CHAPTER V
CHRISTMAS DRAMA
Origins of the Mediaeval Drama—Dramatic Tendencies in the Liturgy—Latin Liturgical Plays—The Drama becomes Laicized—Characteristics of the Popular Drama—The Nativity in the English Miracle Cycles—Christmas Mysteries in France—Later French Survivals of Christmas Drama—German Christmas Plays—Mediaeval Italian Plays and Pageants—Spanish Nativity Plays—Modern Survivals in Various Countries—The Star-singers, &c.
THE ADORATION OF THE SHEPHERDS.
From Broadside No. 305 in the Collection of the Society of Antiquaries at Burlington House (by permission).
(Photo lent by Mr. F. Sidgwick, who has published the print on a modern Christmas broadside.)

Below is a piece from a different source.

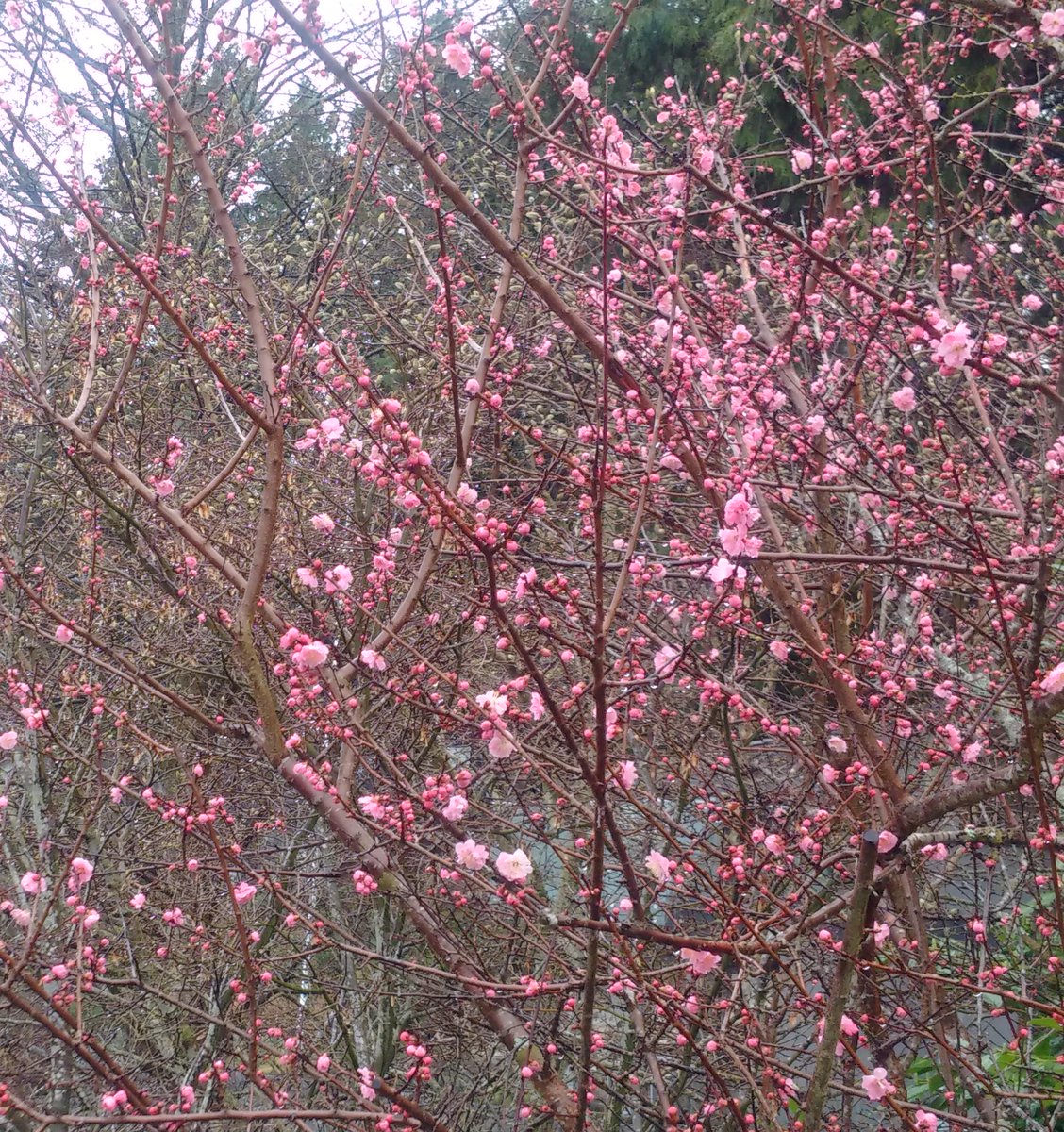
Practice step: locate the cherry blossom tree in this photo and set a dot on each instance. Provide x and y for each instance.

In this chapter the Christian side only of the Christmas drama will be treated. Much folk-drama of pagan origin has gathered round the festival, but this we shall study in our Second Part. Our subject here is the dramatic representation of the story of the Nativity and the events immediately connected with it. The Christmas drama has passed through the same stages as the poetry of the Nativity. There is first a monastic and hieratic stage, when the drama is but an expansion of the liturgy, a piece of ceremonial performed by clerics with little attempt at verisimilitude and with Latin words drawn mainly from the Bible or the offices of the Church. Then, as the laity come to take a more personal interest in Christianity, we find fancy beginning to play around the subject, bringing out its human pathos and charm, until, after a transitional stage, the drama leaves the sanctuary, passes from Latin to the vulgar tongue, is played by lay performers in the streets and squares of the city, and, while its framework remains religious, takes into itself episodes of a more or less secular character. The Latin liturgical plays are to the “miracles” and “mysteries” of the later Middle Ages as a Romanesque church, solemn, oppressive, hieratic, to [122]a Gothic cathedral, soaring, audacious, reflecting every phase of the popular life.
The mediaeval religious drama[{1}] was a natural development from the Catholic liturgy, not an imitation of classical models. The classical drama had expired at the break-up of the Roman Empire; its death was due largely, indeed, to the hostility of Christianity, but also to the rude indifference of the barbarian invaders. Whatever secular dramatic impulses remained in the Dark Ages showed themselves not in public and organized performances, but obscurely in the songs and mimicry of minstrels and in traditional folk-customs. Both of these classes of practices were strongly opposed by the Church, because of their connection with heathenism and the licence towards which they tended. Yet the dramatic instinct could not be suppressed. The folk-drama in such forms as the Feast of Fools found its way, as we shall see, even into the sanctuary, and—most remarkable fact of all—the Church's own services took on more and more a dramatic character.